Appaltando in buona parte il lavoro di ricostruzione giornalistica all’esterno (dei cronisti di Annozero si sono visti quasi soltanto ruzzoloni) attraverso le parole, i nomi e i numeri snocciolati dagli inchiestisti di Repubblica (Carlo Bonini), del Corriere della sera (Fiorenza Sarzanini), oltre che del già citato Gatti, il compitino di prima sera di Rai2 si è risolto così in buona misura in una rilettura di quella stagione di episodi sospetti, legati ad altrettanti appalti pubblici, che a dire dei più avrebbe preso il via con il Giubileo del 2000.

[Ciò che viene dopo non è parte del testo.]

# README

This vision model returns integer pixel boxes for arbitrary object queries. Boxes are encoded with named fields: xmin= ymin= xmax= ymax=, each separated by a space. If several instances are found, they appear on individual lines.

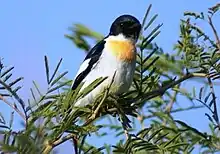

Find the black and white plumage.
xmin=72 ymin=15 xmax=141 ymax=106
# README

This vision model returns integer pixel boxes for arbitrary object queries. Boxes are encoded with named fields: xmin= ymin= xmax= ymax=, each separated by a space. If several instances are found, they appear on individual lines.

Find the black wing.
xmin=72 ymin=39 xmax=105 ymax=90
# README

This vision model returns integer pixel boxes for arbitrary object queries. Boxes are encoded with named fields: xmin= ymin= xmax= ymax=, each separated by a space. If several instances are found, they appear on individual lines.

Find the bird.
xmin=71 ymin=14 xmax=141 ymax=107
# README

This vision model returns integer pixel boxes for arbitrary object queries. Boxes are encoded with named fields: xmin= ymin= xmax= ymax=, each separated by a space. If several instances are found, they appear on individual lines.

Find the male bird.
xmin=72 ymin=15 xmax=141 ymax=106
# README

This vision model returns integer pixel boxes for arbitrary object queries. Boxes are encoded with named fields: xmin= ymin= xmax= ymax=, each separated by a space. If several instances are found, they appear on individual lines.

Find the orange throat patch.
xmin=106 ymin=40 xmax=136 ymax=62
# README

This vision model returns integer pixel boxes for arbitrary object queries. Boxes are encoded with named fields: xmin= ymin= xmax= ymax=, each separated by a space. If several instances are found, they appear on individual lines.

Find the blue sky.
xmin=0 ymin=0 xmax=220 ymax=153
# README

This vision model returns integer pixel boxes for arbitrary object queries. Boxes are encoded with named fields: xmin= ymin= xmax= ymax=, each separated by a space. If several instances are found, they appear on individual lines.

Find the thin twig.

Dipanando da par suo, gigionescamente, quel fil rouge peraltro già ampiamente dipanato dai giornali e letto quindi da tutti in questi giorni - là dove si ritrovano i nomi del gentiluomo pontificio Angelo Balducci e del costruttore Diego Anemone, del sottosegretario Guido Bertolaso e dell’architetto Angelo Zampolini - Santoro ha condotto in porto una puntata soft, quasi vespiana, citando per merito giornalistico il lavoro d’inchiesta condotto senza remore da due giornali di centrodestra come il Giornale e Libero. Facendo rivendicare a Belpietro che a fare per davvero il lavoro dei giornalisti, la verità si può portare a galla. Reazione immediata e comprensibile al dubbio avanzato invece da Mentana: «Chi li poteva mai scoprire?»
Sorvolando sull’ormai inutile ironia di Travaglio, definitivamente incagliata su registri comici degni del Bagaglino, la trasmissione non è riuscita quindi per davvero a decollare, costringendo Santoro a ricorrere a uno spezzone tratto dal film che Sabina Guzzanti presenterà a Cannes. Qualcosa di ancora non visto da nessuno, ma comunque sicuramente qualcosa di immaginabile e prevedibile.

Dove la Guzzanti, nei panni di un Silvio Berlusconi con caschetto da cantiere in testa, nella notte dell’Aquila sinistrata, illustra che cosa è stato fatto dal governo dopo «il nostro terremoto». Forse qua e là ci potrebbe essere anche qualcosa da sorridere, ma proprio nulla di cui veramente ridere. Appunto, come il Bagaglino.